Why Khodorkovsky verdict postponed

The verdict in the trial of former Yukos CEO Mikhail Khodorkovsky and his business partner Platon Lebedev will come down only after foreign dignitaries, expected to swarm Moscow for the May 9 VE-Day celebrations and the Russia-EU Summit, leave the country, both Gazeta and Vedomosti reported.

The postponement of the verdict came as a surprise, with several theories circulating in attempts to explain the development. Duma lawmaker Vladimir Ryzhkov suggested it was for religious reasons, so as not to punish Khodorkovsky in the run-up to Orthodox Easter. Many others pointed their fingers abroad, citing President Vladimir Putin's historic trip to Israel, where some embattled Russian oligarchs, including Khodorkovsky's ally, Leonid Nevzlin, have found asylum and citizenship.

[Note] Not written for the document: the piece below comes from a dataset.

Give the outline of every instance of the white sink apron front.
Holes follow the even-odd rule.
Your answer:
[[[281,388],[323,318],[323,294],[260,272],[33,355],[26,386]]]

Nevzlin says Russian officials do not want to raise the sensitive issue just before the impending celebrations, although many Russian analysts doubt that is the reason for the court's decision.

The Center for Political Technology's Deputy General Director Alexei Makarkin says neither the festivities - world leaders, he says, would hardly scuffle over a criminal issue during VE-Day celebrations - nor Putin's engagement in Israel effected the verdict timing.

Makarkin says the Kremlin simply hasn't decided what to do about the disenthroned oligarch and his partner.

"The Kremlin lacks consensus about what the sentence should be," he said.

But Renaissance Capital Chairman Oleg Kiselyov warns against hasty predictions in the case.

"Of course, hawks will say the sentence is meant to be so harsh that it should not be aired with many foreign leaders around, but hopefully the judges will build their decision on the most liberal part of the president's state-of-the-nation address," he said.

Though the verdict postponement is widely seen as a factor behind yesterday's RTS downgrade, analysts say the case's influence on the market mood should not be overestimated.

"This is no longer an issue," said Aton General Director Alexander Kandel, who argues the major players in the case expect a harsh verdict.